Samstag, 16. Februar 2008

Etwas bleibt

Palmyra, Syrien
Was ich mitbringe von meinen Reisen? 'Einen Koffer voller Erinnerungen'. Nein, im ernst. Bestimmte Erinnerungen prägen sich für immer ein. Sie sind so schön, dass sie das ganze Leben lang bleiben, auch dann, wenn das Gedächtnis unzuverlässig wird und anfängt, einen zu betrügen. Palmyra ist für mich eine solche Erinnerung. Palmyra ist für mich Dauer, Sinn, Schönheit, Glück.
Ich mache mich klein, im Windschatten eines der Turmgräber, und schaue auf das riesige Ruinenfeld.

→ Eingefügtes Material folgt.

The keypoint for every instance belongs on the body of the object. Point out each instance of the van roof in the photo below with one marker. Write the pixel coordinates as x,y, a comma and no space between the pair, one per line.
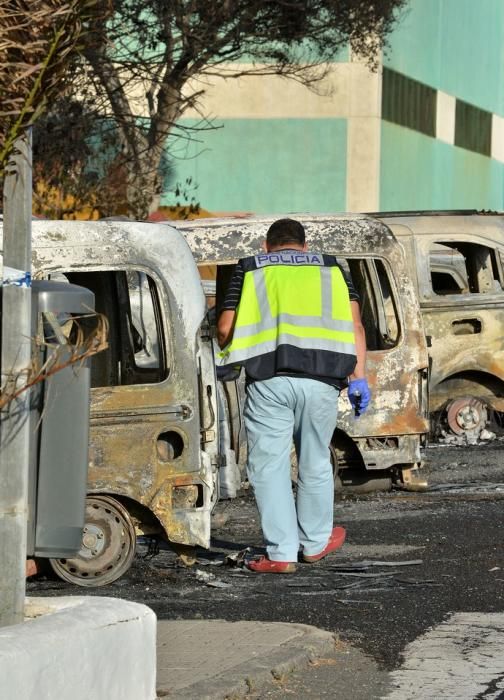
227,240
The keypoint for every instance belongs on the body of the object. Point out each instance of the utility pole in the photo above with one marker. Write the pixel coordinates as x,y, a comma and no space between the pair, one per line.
15,362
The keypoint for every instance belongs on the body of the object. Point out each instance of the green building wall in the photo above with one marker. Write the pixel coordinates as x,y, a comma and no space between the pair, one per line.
419,172
267,166
456,46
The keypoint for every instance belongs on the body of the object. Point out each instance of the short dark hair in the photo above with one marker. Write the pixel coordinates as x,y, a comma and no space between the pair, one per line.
284,231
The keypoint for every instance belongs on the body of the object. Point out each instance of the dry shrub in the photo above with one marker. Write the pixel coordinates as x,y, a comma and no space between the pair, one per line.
39,40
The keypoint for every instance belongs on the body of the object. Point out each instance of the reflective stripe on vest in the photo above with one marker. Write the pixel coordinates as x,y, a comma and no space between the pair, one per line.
272,311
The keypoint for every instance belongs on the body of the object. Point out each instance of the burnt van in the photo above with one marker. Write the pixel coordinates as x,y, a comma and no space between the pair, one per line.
154,418
381,447
456,262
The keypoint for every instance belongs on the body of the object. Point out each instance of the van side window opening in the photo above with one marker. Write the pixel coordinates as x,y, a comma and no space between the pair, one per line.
136,352
379,308
464,268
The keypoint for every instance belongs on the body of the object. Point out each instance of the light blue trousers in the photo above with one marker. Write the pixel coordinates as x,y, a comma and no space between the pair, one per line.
276,411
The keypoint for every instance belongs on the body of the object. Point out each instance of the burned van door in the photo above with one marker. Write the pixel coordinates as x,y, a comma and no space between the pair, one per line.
230,390
463,309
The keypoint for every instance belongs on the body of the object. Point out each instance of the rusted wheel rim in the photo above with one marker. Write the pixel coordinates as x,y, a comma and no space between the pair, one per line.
108,545
466,415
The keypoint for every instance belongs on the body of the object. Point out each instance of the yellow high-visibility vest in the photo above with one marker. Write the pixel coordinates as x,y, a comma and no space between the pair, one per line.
294,311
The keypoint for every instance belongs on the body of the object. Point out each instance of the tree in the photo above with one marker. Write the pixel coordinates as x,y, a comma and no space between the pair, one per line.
39,40
148,64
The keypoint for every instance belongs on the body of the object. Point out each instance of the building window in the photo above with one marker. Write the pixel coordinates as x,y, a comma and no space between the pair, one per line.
473,128
408,102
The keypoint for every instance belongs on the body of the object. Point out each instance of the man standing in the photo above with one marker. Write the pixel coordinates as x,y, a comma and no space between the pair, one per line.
292,319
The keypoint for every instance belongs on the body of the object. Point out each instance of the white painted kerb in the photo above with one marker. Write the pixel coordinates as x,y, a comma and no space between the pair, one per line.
83,648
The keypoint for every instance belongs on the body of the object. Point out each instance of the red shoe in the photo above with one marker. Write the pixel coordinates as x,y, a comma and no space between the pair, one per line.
263,565
335,542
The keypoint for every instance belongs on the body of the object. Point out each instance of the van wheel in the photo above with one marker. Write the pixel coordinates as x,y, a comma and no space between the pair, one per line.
466,416
108,545
334,462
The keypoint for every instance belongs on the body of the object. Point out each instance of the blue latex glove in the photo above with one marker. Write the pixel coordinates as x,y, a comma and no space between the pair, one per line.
359,395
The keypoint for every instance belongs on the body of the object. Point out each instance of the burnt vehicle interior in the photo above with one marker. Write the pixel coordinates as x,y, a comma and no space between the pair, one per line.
382,321
467,282
136,353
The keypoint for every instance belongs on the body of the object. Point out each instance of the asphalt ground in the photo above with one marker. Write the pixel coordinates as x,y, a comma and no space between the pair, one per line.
410,560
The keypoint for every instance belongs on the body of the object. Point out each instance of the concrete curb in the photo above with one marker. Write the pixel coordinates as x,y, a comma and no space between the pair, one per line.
80,647
261,666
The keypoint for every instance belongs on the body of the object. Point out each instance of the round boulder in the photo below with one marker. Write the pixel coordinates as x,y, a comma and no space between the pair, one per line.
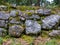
15,30
50,22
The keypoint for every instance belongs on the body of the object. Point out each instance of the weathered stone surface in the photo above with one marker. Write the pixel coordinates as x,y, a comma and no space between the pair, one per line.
15,30
15,21
2,32
33,17
44,12
50,21
2,7
32,27
3,24
4,16
55,33
13,13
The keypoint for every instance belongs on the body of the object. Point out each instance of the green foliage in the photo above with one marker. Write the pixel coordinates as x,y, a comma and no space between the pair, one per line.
51,42
1,40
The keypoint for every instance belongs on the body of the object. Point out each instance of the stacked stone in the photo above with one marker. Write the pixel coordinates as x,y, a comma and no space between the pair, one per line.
3,23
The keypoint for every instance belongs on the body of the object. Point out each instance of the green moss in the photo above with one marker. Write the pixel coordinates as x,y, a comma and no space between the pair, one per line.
29,39
52,42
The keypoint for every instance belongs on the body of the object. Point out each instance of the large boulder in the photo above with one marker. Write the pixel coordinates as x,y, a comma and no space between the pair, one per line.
3,23
4,16
15,30
44,12
54,33
50,21
2,32
32,27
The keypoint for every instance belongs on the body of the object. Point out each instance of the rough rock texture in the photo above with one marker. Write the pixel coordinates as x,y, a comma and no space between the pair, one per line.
2,32
44,12
33,17
15,30
50,21
54,33
32,27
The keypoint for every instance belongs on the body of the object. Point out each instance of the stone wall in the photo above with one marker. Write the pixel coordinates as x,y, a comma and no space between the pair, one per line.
16,22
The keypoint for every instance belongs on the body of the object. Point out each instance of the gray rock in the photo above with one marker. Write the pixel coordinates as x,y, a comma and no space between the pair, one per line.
3,24
15,21
13,13
32,17
15,30
2,32
55,33
44,12
4,16
2,7
50,21
32,27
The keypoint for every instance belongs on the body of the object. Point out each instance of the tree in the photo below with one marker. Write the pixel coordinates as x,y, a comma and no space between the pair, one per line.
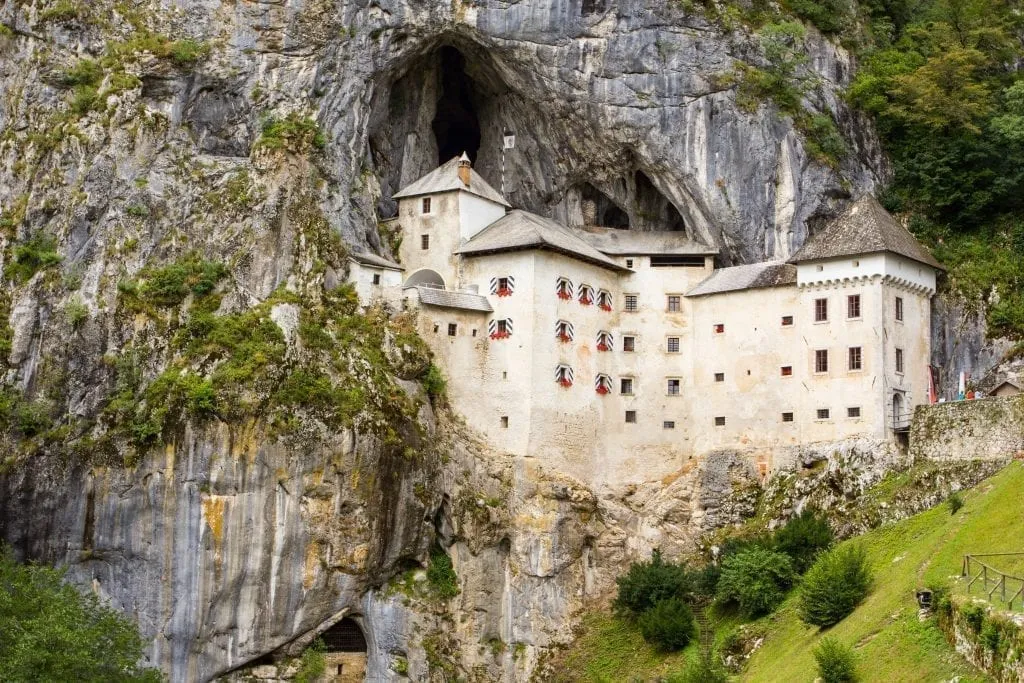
50,632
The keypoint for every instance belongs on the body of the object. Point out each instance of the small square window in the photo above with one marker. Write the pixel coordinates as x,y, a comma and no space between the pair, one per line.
820,310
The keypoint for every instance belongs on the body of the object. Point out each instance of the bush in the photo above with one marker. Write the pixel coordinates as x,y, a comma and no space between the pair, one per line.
837,663
804,538
669,625
756,580
646,584
835,586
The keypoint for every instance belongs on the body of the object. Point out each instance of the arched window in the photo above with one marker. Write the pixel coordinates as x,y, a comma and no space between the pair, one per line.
564,332
500,329
563,288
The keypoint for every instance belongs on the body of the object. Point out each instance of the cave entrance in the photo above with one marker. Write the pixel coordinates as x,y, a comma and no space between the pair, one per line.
456,125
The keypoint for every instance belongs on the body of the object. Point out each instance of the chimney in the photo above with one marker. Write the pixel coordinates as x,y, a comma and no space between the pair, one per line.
464,167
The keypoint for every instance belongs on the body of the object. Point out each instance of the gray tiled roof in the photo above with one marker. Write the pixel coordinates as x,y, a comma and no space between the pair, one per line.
373,259
445,178
863,228
751,276
636,243
446,299
521,229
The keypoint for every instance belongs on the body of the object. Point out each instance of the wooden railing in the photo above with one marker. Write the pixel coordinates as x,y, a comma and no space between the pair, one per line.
992,580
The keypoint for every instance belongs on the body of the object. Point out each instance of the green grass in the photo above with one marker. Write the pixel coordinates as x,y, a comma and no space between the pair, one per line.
925,550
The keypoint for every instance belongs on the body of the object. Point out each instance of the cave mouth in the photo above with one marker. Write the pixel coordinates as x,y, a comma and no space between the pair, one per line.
456,125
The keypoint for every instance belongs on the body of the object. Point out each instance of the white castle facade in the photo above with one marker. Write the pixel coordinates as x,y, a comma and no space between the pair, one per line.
620,355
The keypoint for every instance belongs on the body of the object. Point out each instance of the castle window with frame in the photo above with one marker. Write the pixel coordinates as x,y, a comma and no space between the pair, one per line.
820,310
821,360
853,306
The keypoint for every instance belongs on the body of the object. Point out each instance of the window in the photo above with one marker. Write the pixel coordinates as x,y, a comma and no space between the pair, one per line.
856,361
853,306
821,360
820,310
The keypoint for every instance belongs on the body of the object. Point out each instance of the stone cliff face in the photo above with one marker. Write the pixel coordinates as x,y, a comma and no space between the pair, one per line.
134,134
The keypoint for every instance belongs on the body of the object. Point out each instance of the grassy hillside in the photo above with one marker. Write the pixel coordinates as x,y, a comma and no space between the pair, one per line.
891,643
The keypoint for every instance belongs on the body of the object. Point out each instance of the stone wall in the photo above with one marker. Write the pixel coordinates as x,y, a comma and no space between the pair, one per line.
982,429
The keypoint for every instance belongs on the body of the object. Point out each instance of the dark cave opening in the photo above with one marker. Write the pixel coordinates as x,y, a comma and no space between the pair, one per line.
456,125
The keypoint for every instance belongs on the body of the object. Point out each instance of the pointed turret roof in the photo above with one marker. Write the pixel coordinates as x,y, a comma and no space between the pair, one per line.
445,178
865,227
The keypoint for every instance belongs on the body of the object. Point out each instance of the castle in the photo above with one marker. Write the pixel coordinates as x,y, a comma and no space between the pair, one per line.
621,354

Die wenigen Touristen, die diesen abgelegenen Ort im Osten Syriens besuchen, haben sich wegen des Sandsturms lieber in ihre Hotels zurückgezogen. Ich blicke auf beinahe 2000 Jahre alte Mauern, Bögen, Säulen, Fundamente. Im Geiste gehe durch Straßen, Gassen, Arkaden. Ich kaufe auf dem Markt ein und sehe den Handwerkern zu, wie sie die Stadt bauen, sie verschönern. Ich besuche das Theater, höre Melodien, die ich nicht kennen kann. Ich bin im Tempel des Baal und nehme an einem Ritual teil. Wenn ich keine Scheu vor großen Worten hätte, würde ich nun Ausdrücke wie 'erhaben', 'mystische Atmosphäre' oder 'Hauch der Geschichte' (zusammen mit 'anwehen') verwenden. Dieses unbeschreibliche, also nicht zu beschreibende und unglaublich gute Gefühl suche ich, wenn ich reise. Deswegen besuche ich Orte wie Petra, die Felsenstadt der Nabatäer in Jordanien, ägyptische Tempel oder eben Palmyra. Nur manchmal finde ich, was ich suche. Oft verhindern Lärm, Menschenmassen oder eine ungünstige Tageszeit, dass ich anderes fühle als Anstrengung, Müdigkeit, Durst oder Hitze. Oft kann ich die Umstände nicht beeinflussen, unter denen ich diese Kostbarkeiten sehe. Aber wenn es mir gelingt, mich zu entziehen, und sei es auch nur für Augenblicke, dann können diese ganz besonderen Momente entstehen. Und meine Reise hat sich gelohnt.

Reiseblues

Nicht immer ist es schön und aufregend, als Traveller in der Welt herumzugondeln. Klar, jeder hat schon einmal Geschichten von geklautem Gepäck oder ekeligen Tropenkrankheiten gehört. Aber das meine ich nicht. Ich meine die ganz normalen Tiefs, die wohl jeder erlebt, der länger unterwegs ist.
Es gibt Zeiten, da ist man so satt, so voll mit Eindrücken, dass man sich leer fühlt. Kopf und Seele kommen nicht mehr nach mit der Anzahl der Kilometer oder der Denkmäler oder der Tempel, die man besucht hat. Bilder blenden ineinander, Namen entschwinden, man bringt Reiserouten und -daten durcheinander. Spätestens dann ist es Zeit, das Reisetempo zu drosseln und sich neu zu sortieren. Das Reisen macht wenig Sinn, wenn am Ende der Reise lediglich Fotos bleiben und man sich an die Orte, an denen sie entstanden, kaum noch erinnert.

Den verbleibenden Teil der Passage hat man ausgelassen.